Why must we fetch every bone that Trump hurls into the high, prickly brush? Well, he’s the president, and he wouldn’t make such an extreme charge if it weren’t true, would he? But he does, and he does all the time. This tidy list from
Business Insider demonstrates his historic capacity for making baseless but grotesque claims of criminality and deception: implicating Ted Cruz’s father in the Kennedy assassination; claiming that Obama wasn’t born in the United States; surmising that Justice Antonin Scalia did not die of natural causes; accusing Joe Scarborough of complicity in the death of an intern; asserting massive voter fraud in the 2016 presidential election; saying windmills cause cancer; connecting the Clintons to Jeffrey Epstein’s death; and the Bidens-in-Ukraine baloney.
Now it could be that Obama did commit the biggest political crime in the history of the USA. If there’s a shred of evidence, I want Obama investigated. If the investigation bears fruit, I want him to have a fair trial. If he’s found guilty, I want him punished. But show me that shred of evidence first or I’m going back to bed.

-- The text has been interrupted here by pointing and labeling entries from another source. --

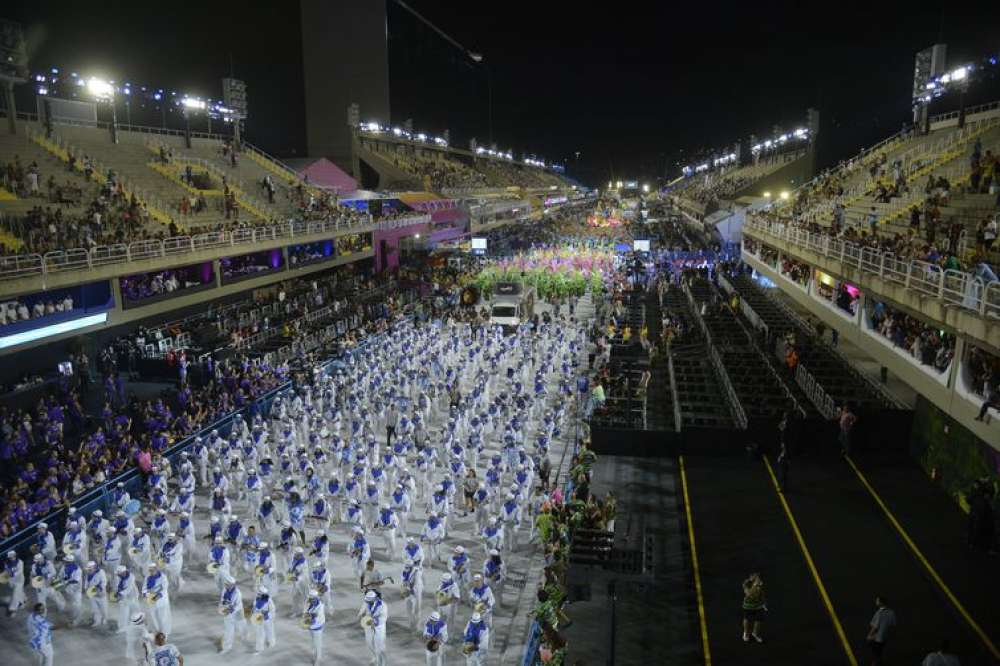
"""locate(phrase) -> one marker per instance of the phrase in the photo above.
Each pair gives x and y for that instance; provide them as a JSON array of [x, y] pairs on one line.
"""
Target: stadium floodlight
[[100, 88]]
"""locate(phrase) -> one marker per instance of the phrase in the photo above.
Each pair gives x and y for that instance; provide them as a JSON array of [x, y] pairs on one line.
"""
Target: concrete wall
[[944, 391]]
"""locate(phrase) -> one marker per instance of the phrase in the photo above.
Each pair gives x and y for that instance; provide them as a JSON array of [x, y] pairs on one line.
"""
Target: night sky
[[628, 85]]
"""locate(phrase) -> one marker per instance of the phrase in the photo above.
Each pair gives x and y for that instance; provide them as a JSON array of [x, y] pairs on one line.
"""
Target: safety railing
[[79, 259], [975, 293]]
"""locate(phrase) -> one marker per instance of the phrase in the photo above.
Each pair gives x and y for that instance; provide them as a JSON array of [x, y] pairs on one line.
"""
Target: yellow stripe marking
[[812, 567], [697, 571], [927, 565]]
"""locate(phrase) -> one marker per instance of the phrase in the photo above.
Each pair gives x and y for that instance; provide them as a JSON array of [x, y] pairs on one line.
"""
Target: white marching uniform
[[231, 609], [378, 611], [157, 597]]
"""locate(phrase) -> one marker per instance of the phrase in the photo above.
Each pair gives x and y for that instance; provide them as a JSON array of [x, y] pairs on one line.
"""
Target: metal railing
[[954, 288], [80, 259]]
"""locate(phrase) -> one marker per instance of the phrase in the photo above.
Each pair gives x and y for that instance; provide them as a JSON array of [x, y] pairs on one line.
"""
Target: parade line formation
[[391, 492]]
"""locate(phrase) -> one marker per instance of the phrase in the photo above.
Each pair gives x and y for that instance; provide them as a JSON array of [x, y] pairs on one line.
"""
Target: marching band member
[[459, 565], [435, 636], [263, 620], [314, 619], [400, 502], [120, 496], [72, 584], [387, 523], [322, 581], [218, 562], [413, 553], [185, 529], [125, 593], [448, 597], [321, 546], [353, 516], [476, 641], [13, 575], [249, 545], [374, 615], [359, 550], [297, 574], [139, 551], [138, 640], [412, 581], [74, 542], [231, 610], [510, 514], [97, 530], [172, 560], [40, 635], [492, 535], [157, 597], [433, 534], [96, 584]]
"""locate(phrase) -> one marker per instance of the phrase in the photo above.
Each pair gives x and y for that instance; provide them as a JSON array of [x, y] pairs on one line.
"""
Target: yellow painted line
[[927, 565], [852, 660], [697, 571]]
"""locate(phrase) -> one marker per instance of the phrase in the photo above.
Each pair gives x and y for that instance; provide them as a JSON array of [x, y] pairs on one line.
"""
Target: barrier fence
[[979, 293]]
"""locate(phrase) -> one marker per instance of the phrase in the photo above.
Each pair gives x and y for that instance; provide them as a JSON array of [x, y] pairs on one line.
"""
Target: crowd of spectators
[[57, 450], [149, 285], [17, 310], [927, 344]]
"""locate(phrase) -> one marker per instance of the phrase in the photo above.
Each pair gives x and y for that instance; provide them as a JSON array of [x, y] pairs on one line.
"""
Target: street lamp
[[478, 59], [190, 104], [104, 91]]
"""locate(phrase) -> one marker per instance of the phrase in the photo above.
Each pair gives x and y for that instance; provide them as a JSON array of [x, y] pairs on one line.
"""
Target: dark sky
[[626, 84]]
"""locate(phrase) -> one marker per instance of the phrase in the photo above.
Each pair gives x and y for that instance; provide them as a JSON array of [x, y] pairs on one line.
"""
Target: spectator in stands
[[846, 422]]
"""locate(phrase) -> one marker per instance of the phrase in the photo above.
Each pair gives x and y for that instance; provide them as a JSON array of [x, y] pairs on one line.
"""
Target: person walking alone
[[754, 607], [878, 629]]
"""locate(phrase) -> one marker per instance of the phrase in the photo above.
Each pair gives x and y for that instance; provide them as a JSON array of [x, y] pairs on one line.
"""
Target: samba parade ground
[[297, 371]]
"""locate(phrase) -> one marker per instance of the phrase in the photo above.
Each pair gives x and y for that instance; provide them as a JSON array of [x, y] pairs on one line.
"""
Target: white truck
[[512, 305]]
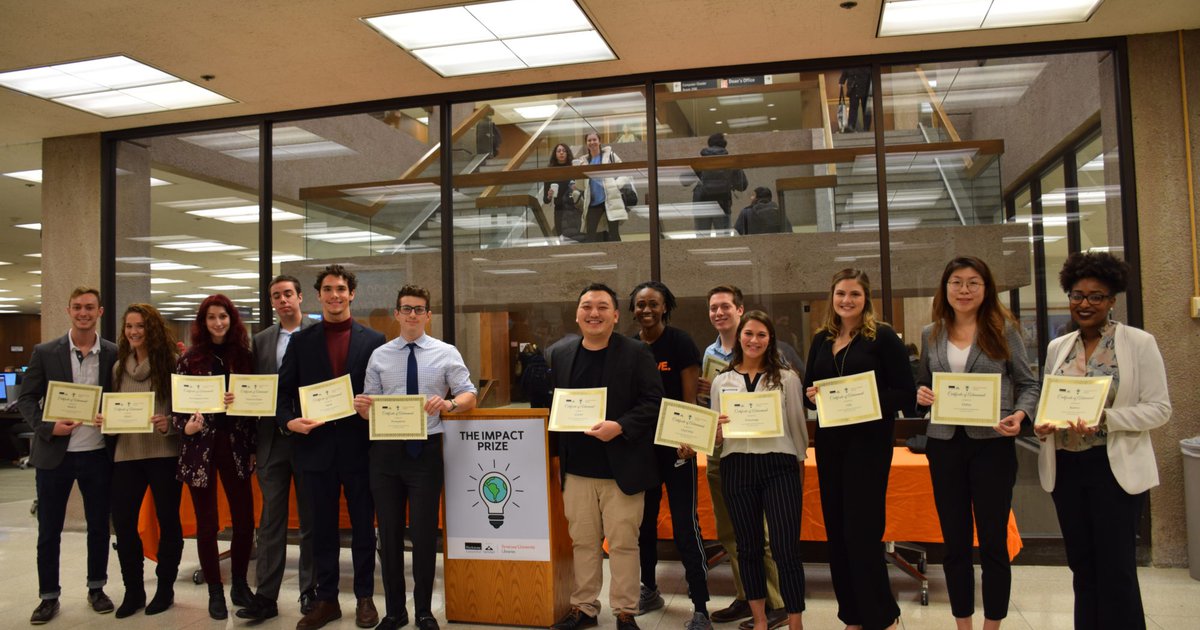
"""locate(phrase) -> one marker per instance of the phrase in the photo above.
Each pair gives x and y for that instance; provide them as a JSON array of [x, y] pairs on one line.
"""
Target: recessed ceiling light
[[913, 17], [496, 36], [111, 87]]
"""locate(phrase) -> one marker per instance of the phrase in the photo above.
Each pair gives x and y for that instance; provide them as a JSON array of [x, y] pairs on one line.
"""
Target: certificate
[[847, 400], [397, 418], [253, 394], [328, 401], [197, 394], [129, 413], [753, 414], [712, 367], [1068, 399], [682, 424], [69, 402], [577, 409], [967, 400]]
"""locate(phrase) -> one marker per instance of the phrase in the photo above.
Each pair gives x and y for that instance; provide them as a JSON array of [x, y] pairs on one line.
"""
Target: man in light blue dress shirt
[[408, 473]]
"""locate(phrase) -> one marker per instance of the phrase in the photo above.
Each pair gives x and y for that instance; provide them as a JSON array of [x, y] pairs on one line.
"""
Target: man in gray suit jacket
[[275, 468], [69, 453]]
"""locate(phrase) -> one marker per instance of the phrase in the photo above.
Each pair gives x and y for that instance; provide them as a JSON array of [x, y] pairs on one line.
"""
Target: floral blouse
[[1102, 364]]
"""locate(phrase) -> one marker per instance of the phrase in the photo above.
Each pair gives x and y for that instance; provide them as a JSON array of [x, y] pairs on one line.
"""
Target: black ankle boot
[[135, 600], [216, 603], [239, 593]]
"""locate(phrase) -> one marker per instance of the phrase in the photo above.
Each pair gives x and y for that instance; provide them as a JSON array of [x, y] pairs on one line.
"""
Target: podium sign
[[496, 490]]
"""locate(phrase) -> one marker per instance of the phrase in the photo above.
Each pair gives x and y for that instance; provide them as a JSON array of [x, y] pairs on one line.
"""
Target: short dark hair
[[599, 286], [1108, 269], [413, 291], [340, 271], [295, 283], [738, 300], [669, 300]]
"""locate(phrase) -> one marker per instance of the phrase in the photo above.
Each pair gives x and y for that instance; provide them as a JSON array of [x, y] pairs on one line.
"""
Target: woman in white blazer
[[1099, 475]]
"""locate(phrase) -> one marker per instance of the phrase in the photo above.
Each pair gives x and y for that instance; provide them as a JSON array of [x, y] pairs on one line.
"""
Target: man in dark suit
[[333, 456], [276, 468], [69, 453], [607, 468]]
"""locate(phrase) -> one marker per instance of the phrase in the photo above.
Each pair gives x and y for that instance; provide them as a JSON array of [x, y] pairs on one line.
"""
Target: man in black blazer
[[275, 467], [333, 456], [606, 469], [69, 453]]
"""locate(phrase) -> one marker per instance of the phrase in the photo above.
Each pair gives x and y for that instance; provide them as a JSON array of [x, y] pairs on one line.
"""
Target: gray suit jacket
[[1017, 379], [263, 346], [52, 361]]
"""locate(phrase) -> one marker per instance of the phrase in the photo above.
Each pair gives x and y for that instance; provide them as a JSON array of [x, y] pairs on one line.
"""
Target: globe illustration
[[495, 490]]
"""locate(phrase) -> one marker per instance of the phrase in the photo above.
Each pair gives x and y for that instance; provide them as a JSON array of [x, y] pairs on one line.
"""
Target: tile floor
[[1041, 595]]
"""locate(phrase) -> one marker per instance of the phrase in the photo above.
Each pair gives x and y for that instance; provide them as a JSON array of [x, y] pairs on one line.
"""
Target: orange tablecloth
[[912, 516]]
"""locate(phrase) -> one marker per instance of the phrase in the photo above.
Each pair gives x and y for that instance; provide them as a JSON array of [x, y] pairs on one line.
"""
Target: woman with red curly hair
[[219, 444]]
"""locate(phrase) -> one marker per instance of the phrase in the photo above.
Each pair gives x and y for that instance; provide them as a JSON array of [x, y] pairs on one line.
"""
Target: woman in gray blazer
[[973, 467], [1099, 475]]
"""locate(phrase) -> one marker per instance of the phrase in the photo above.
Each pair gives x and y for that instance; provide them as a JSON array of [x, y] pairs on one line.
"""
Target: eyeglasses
[[972, 286], [1093, 299]]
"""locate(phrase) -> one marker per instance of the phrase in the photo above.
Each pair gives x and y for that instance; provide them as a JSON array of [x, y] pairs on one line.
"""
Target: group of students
[[612, 475]]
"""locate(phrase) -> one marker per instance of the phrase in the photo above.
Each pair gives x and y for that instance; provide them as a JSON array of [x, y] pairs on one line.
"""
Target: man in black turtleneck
[[333, 456]]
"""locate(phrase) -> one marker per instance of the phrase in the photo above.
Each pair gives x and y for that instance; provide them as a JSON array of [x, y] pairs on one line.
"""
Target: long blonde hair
[[832, 324]]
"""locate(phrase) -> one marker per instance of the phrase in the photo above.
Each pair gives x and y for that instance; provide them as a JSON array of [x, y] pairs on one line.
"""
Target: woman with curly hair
[[853, 461], [145, 357], [1099, 475], [973, 468], [219, 444], [763, 478]]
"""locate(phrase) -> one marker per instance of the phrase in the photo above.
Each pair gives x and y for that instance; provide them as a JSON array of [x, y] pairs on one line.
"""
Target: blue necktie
[[413, 447]]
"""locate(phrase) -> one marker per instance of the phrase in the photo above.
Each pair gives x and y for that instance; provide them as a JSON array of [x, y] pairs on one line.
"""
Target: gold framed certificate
[[753, 414], [328, 401], [190, 394], [70, 402], [397, 418], [712, 367], [1067, 399], [253, 394], [682, 424], [967, 400], [577, 409], [129, 413], [847, 400]]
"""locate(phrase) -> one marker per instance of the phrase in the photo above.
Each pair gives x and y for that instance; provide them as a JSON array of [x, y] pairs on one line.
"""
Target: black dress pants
[[1099, 528], [130, 483], [853, 463], [406, 486], [973, 491], [681, 483]]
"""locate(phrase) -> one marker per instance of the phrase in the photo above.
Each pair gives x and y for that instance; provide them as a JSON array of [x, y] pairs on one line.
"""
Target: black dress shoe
[[100, 601], [261, 609], [45, 611]]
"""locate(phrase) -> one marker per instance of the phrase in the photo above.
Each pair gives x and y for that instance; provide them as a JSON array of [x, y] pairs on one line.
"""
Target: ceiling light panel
[[496, 36], [915, 17]]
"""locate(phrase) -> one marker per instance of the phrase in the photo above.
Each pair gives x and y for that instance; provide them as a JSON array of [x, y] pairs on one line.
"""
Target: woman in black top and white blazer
[[853, 461], [973, 468]]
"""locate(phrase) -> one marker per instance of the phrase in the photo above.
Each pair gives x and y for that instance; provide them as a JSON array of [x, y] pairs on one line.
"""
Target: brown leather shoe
[[322, 613], [365, 616]]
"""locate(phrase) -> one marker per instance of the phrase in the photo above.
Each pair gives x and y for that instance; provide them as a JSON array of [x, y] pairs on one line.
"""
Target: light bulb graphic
[[496, 490]]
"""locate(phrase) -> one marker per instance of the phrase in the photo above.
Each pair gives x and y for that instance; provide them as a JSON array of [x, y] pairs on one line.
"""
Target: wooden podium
[[498, 591]]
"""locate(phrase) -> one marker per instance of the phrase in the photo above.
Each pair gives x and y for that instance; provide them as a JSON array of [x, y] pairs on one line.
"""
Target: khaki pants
[[725, 537], [597, 510]]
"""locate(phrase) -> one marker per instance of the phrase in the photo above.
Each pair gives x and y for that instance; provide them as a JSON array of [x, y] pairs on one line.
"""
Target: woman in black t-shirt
[[678, 360]]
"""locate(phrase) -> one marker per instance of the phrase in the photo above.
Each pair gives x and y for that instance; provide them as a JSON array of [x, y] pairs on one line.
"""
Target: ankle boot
[[216, 603], [135, 599]]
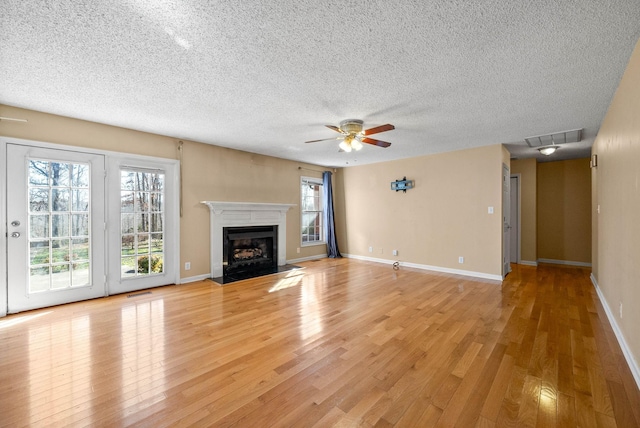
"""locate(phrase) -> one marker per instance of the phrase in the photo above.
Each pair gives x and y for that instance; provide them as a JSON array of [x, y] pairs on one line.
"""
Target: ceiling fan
[[353, 135]]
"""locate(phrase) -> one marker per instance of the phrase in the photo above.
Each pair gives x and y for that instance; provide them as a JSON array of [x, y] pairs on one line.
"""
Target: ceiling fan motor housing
[[351, 126]]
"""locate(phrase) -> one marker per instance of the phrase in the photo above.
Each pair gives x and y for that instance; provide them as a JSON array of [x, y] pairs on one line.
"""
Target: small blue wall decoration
[[403, 185]]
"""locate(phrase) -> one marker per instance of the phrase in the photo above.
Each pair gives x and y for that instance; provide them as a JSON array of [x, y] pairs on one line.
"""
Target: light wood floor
[[339, 343]]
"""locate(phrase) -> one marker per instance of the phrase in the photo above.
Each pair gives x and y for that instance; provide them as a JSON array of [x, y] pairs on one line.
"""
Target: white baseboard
[[428, 267], [564, 262], [628, 355], [306, 259], [195, 278]]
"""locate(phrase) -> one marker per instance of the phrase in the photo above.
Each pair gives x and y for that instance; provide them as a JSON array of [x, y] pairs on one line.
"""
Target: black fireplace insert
[[249, 251]]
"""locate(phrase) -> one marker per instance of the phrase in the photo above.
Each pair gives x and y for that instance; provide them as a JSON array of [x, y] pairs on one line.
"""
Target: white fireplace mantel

At the three-and-a-half-year mark of his presidency, we have ample proof that Trump’s barking about the criminality of others—almost always his opponents—is routinely groundless. As many have written, he is a terrible source of investigative leads and he routinely spins nonsense to reset the conversation in hopes that it will deflect the press from his political problems. And he’s doing it again. As a serial and unreliable accuser, Trump is like that cocoa puff who loves to phone reporters with evidence of massive wrong-doing but when interviewed only has a shopping bag full of unrelated, yellowing news clips. The biggest difference between the cocoa puffs and the orange one, of course, is that the cocoa puffs only want to be heard while the orange one hopes his hogwash will get enough play to influence voters in November.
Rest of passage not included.